Inverno pandémico
- Oh, olá, nem te reconhecia!
- Pois é, com isto das máscaras nem nos conhecemos.
- Viste os números de hoje? Uns três mil setecentos e tal,
não é brincadeira nenhuma.
- Está a piorar imenso, sim. Mas as pessoas abusam, essa é
que é a verdade...
- Pois, pois é...
- ...é discotecas, é jantares...
- ...agem tipo «não se passa nada»...
- ...não viste ontem no telejornal?
- ...e não tarda está tudo fechado outra vez.
- É ajuntamentos em tudo quanto é sítio.
- Ai, enfim, a ver vamos que Natal temos.
- Sim, a ver vamos.
Estamos nas vésperas de um retrocesso àqueles dias de chumbo
do pico da histeria pandémica. É um sentimento que ganha espessura, que se
insinua e que, como uma gosma, se cola à pele. É, como o são as coisas
gosmentas, nojento. Os signais aí estão para quem os queira valorizar: num
encore mórbido, espécie de improviso ensaiado (porque aparentemente espontâneo,
porque inequivocamente pré-programado), a co-presença voltou a ser, puramente, sinónimo
de perigo.
Pior: um perigo eivado, tingido, manchado de irresponsabilidade.

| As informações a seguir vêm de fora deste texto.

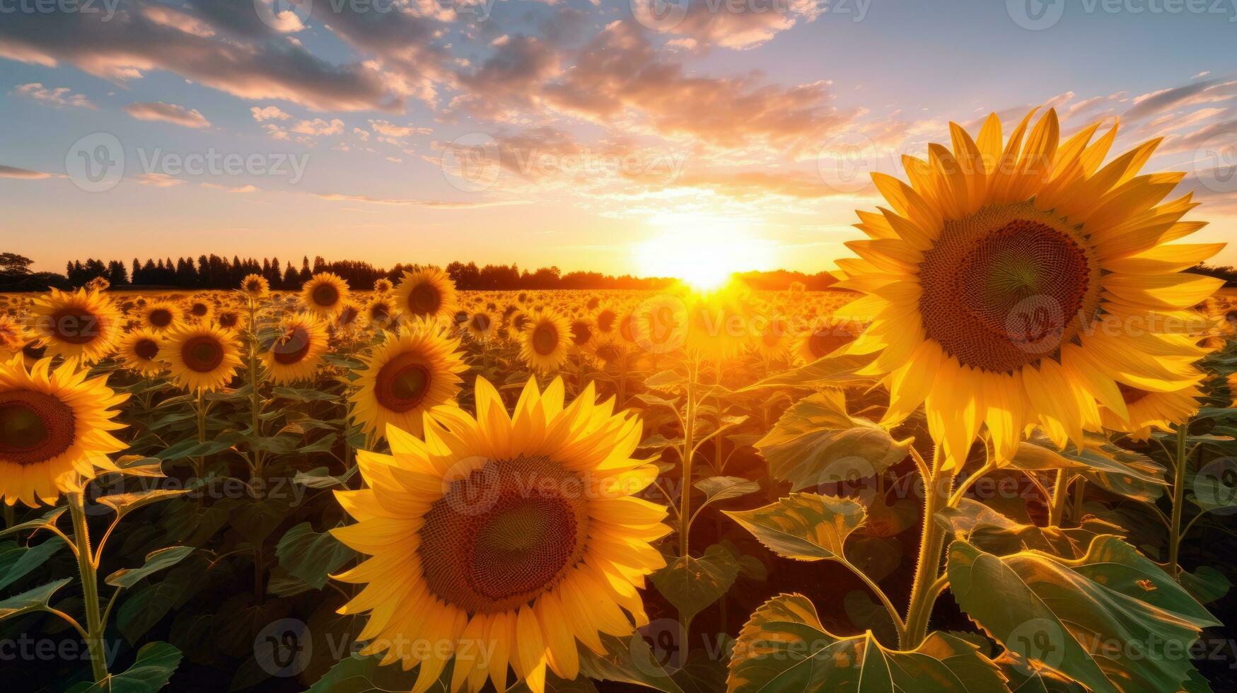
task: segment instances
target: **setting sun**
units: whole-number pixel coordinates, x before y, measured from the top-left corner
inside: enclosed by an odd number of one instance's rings
[[[703,214],[664,214],[654,234],[635,249],[636,266],[646,276],[677,277],[708,291],[730,281],[734,272],[766,269],[769,248],[734,222]]]

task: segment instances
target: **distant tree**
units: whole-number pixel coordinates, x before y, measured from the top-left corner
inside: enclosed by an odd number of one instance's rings
[[[35,261],[16,252],[0,252],[0,275],[19,276],[28,275],[30,266]]]

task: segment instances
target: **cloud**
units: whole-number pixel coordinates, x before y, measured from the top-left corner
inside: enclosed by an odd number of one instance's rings
[[[349,196],[340,193],[318,193],[317,197],[322,199],[328,199],[332,202],[364,202],[366,204],[391,204],[391,205],[406,205],[406,207],[426,207],[429,209],[481,209],[485,207],[511,207],[518,204],[532,204],[531,199],[510,199],[510,200],[491,200],[491,202],[449,202],[449,200],[435,200],[435,199],[412,199],[412,198],[381,198],[381,197],[369,197],[369,196]]]
[[[216,2],[235,6],[235,16],[247,7],[257,22],[250,1],[212,0],[195,7],[200,11]],[[0,22],[0,57],[48,67],[71,63],[121,82],[168,71],[235,97],[286,99],[322,110],[403,108],[403,97],[377,68],[328,63],[268,27],[230,41],[187,28],[184,22],[168,21],[168,15],[135,10],[132,2],[118,6],[110,21],[85,12],[10,14]]]
[[[32,99],[49,106],[73,106],[94,110],[94,104],[90,103],[90,99],[85,94],[74,94],[68,87],[48,89],[40,82],[31,82],[30,84],[19,84],[9,93],[14,97]]]
[[[143,186],[151,186],[155,188],[174,188],[184,183],[181,178],[173,178],[167,173],[139,173],[134,176],[134,179]]]
[[[42,171],[30,171],[28,168],[17,168],[16,166],[4,166],[0,165],[0,178],[19,178],[22,181],[42,181],[45,178],[53,178],[51,173],[43,173]]]
[[[137,101],[125,106],[125,113],[137,120],[155,120],[183,125],[184,127],[210,127],[210,121],[197,109],[187,109],[163,101]]]
[[[254,120],[262,123],[263,120],[287,120],[292,118],[291,115],[280,110],[278,106],[252,106],[249,113],[254,114]]]

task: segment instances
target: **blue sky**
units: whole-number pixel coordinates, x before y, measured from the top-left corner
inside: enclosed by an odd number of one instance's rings
[[[713,238],[819,271],[878,204],[823,152],[883,168],[1038,105],[1164,136],[1149,168],[1188,172],[1201,239],[1237,230],[1230,0],[648,1],[0,0],[4,250],[642,273]]]

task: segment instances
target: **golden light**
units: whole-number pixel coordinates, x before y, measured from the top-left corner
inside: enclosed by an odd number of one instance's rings
[[[698,291],[719,288],[734,272],[767,269],[771,248],[738,223],[705,214],[661,214],[652,238],[635,248],[644,276],[678,277]]]

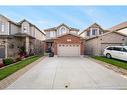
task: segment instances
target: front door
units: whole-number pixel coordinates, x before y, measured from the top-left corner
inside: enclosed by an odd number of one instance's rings
[[[80,56],[80,45],[58,44],[58,56]]]
[[[0,58],[5,58],[5,46],[0,46]]]

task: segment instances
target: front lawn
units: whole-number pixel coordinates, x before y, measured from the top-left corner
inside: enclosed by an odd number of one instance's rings
[[[120,68],[127,70],[127,62],[125,62],[125,61],[121,61],[121,60],[117,60],[117,59],[108,59],[108,58],[102,57],[102,56],[94,56],[92,58],[106,62],[106,63],[109,63],[109,64],[112,64],[112,65],[115,65],[117,67],[120,67]]]
[[[34,62],[35,60],[39,59],[41,56],[31,56],[25,60],[18,62],[17,64],[13,64],[11,66],[5,67],[0,69],[0,80],[6,78],[7,76],[13,74],[17,70],[25,67],[26,65]]]

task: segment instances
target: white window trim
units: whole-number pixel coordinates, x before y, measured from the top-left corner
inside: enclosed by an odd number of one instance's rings
[[[26,30],[24,30],[25,27],[26,27]],[[26,31],[26,32],[25,32],[25,31]],[[26,25],[23,26],[23,32],[24,32],[24,33],[28,33],[28,26],[26,26]]]
[[[95,33],[95,35],[92,34],[93,29],[97,29],[97,32]],[[99,35],[99,28],[91,28],[90,29],[90,36],[97,36],[97,35]]]
[[[1,32],[5,32],[5,22],[3,22],[3,21],[0,21],[0,31]]]

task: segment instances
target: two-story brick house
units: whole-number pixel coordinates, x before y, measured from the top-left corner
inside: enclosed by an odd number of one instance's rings
[[[25,48],[27,54],[43,51],[43,33],[27,20],[14,22],[0,15],[0,58],[15,58],[19,49]]]
[[[84,54],[84,39],[78,35],[79,29],[61,24],[44,30],[45,50],[53,48],[57,56],[80,56]]]

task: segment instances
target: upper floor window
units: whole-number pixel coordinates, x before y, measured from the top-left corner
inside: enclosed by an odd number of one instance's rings
[[[89,32],[89,31],[87,31],[86,33],[87,33],[87,34],[86,34],[87,36],[90,36],[90,32]]]
[[[96,35],[97,29],[92,29],[92,35]]]
[[[0,31],[4,32],[5,31],[5,23],[0,22]]]
[[[23,32],[28,32],[28,27],[27,26],[23,27]]]
[[[62,34],[65,34],[65,33],[66,33],[66,28],[65,27],[62,27],[60,29],[60,34],[62,35]]]

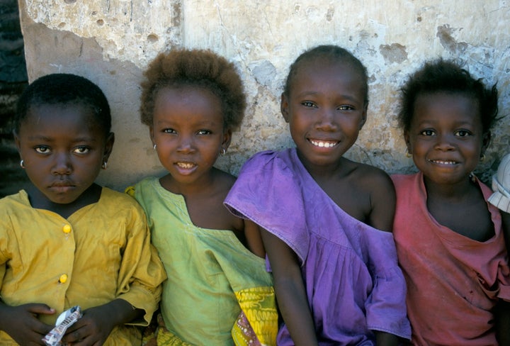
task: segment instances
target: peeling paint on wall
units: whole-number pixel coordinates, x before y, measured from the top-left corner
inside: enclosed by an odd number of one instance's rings
[[[116,189],[162,172],[139,121],[138,84],[148,62],[173,48],[210,48],[239,69],[249,106],[218,161],[234,174],[257,151],[293,145],[280,115],[282,85],[294,59],[317,44],[341,45],[367,67],[368,118],[346,155],[389,172],[414,169],[397,128],[398,90],[424,60],[455,59],[487,84],[497,82],[500,114],[510,111],[506,1],[18,1],[29,77],[83,74],[110,101],[117,142],[101,179]],[[485,181],[509,143],[506,117],[480,167]]]

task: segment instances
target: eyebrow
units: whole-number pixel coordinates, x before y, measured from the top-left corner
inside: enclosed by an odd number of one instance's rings
[[[28,135],[28,140],[42,140],[45,142],[55,142],[55,138],[51,137],[47,137],[45,135]],[[97,142],[94,137],[77,137],[73,138],[72,143],[76,143],[79,142]]]
[[[302,93],[298,94],[296,95],[297,97],[301,98],[301,97],[306,97],[307,96],[315,96],[315,95],[319,95],[322,94],[322,93],[318,91],[303,91]],[[359,102],[360,100],[358,99],[356,96],[353,96],[351,95],[346,95],[345,94],[342,94],[341,95],[337,95],[337,96],[342,98],[342,99],[346,99],[349,101],[352,101],[353,102]]]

É confuso, mas é assim. A partilha de um espaço-tempo é, por
defeito, neste horizonte pragmático, um perigo irresponsável: o perigo
de ser infectado, ou de infectar, sabe-se lá, e irresponsável, porque não
se trata de, ponderada e racionalmente, evitar certo tipo de interacções com
outros seres-humanos (as que apresentam maior probabilidade de contágio);
trata-se, isso sim, de evitar, tout court, seres-humanos – algo que, está bom
de ver, é sempre, em todas as circunstâncias, sem excepções, uma hipótese.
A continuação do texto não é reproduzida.